Николай Васильевич качал головою, слушая как разговор, призванный расставить все точки над i превращается в обычную ругань. Преодолевая собственные обиды, он постепенно приходил к мысли, что Софья Карловна, несмотря ни на что, умная женщина, и она правильно делает, выступая против его предложения жить как ничего не случилось. На Михаила Николай Васильевич почти не сердился, излив всю злость накануне (на лице надворного советника красовались два бледно-желтых пятна, происхождение которых было совершенно очевидно). В конце-концов, и в этом его Софья была права: Салтыков, и вправду, когда-нибудь уедет в свой Петербург, и все забудется.

– Так вот что я скажу тебе, Миша, – подытожила Софья, – Я не желаю больше видеть тебя в своем доме. Слышишь меня? Никогда! Со всеми вытекающими отсюда последствиями.

– Но позволь…

– Не позволю, – отрезала Софья Карловна, – И оставь себе свою мерзкую карточку.


***


Так гнусно Михаил не чувствовал себя никогда. Его Софи, которую он обожал и боготворил, безжалостно порвала с ним всякие связи. Даже дареное колечко выбросила. И, конечно же, во всех бедах он винил не себя, а любимую женщину.

По дороге Михаил зашел в кабак и напился. Через пару часов, пробираясь от фонаря к фонарю по Воскресенской улице в сторону дома, он рассуждал, практически вслух, мало заботясь как это выглядело со стороны (да и вправду, чего боятся, когда уже ночь).

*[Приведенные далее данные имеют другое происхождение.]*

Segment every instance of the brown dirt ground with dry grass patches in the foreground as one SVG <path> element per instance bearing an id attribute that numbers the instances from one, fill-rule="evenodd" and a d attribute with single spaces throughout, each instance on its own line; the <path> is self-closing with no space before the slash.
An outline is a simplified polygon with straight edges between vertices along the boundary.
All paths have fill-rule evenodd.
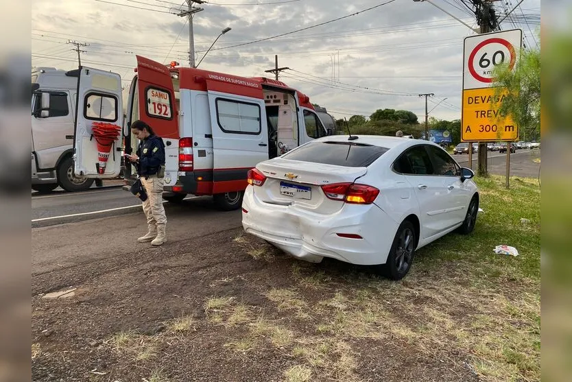
<path id="1" fill-rule="evenodd" d="M 451 344 L 472 340 L 499 295 L 430 260 L 393 283 L 374 267 L 296 261 L 237 228 L 38 274 L 32 377 L 478 381 L 472 347 Z"/>

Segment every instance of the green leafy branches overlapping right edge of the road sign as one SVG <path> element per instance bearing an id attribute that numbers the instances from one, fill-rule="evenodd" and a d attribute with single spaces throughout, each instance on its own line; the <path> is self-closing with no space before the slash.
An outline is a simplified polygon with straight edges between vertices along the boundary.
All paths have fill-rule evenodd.
<path id="1" fill-rule="evenodd" d="M 501 115 L 511 115 L 525 139 L 540 135 L 540 50 L 523 50 L 514 70 L 494 68 L 495 104 Z M 505 93 L 505 89 L 507 93 Z M 501 97 L 502 102 L 500 102 Z"/>

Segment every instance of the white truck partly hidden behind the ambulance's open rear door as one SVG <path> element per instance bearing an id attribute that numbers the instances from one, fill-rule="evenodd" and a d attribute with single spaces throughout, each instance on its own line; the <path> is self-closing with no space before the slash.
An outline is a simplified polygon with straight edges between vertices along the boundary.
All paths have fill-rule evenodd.
<path id="1" fill-rule="evenodd" d="M 82 191 L 93 179 L 73 173 L 73 124 L 78 77 L 53 67 L 32 68 L 32 189 Z"/>

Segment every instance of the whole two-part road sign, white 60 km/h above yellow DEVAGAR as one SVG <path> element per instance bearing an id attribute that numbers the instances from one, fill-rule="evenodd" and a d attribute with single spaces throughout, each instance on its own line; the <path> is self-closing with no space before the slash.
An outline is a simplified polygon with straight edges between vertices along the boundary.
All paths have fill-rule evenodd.
<path id="1" fill-rule="evenodd" d="M 508 90 L 495 86 L 494 67 L 514 70 L 521 48 L 522 30 L 479 34 L 465 38 L 461 140 L 514 141 L 519 127 L 500 105 Z"/>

– И как можно верить женщинам? Ты даришь ей себя целиком, а она в любую минуту может вырвать из груди твое сердце и растоптать!…

Увы, господа. Любовь или дружба для особ женского пола не имеет никакого значения. Все делается в порыве сиюминутного настроения, без долгих раздумий и сожаления. Р-р-раз, и не было стольких приятных минут, проведенных наедине. Р-р-раз, и ты переведен в разряд злейших врагов, от которых позорно и стыдно принимать малейшие предложения о помощи. Ну, как же так! Почему нельзя расставаться с любящим человеком, пусть даже он и подлец, и негодяй, на благостной ноте? Почему нужно рвать, и непременно по самому тонкому и чувствительному месту? Ужели для того, чтобы эта рана не заживала никогда, чтобы ты мучился до конца своей жизни? А еще проклясть человека, и посулить ему многие кары, за оказанное, в сущности, одолжение.

Салтыков не понимал этого. Не понимал, и не хотел понимать Софьиной непримиримости. За что? – восклицал он, хватаясь за очередной фонарь как за спасительную соломинку.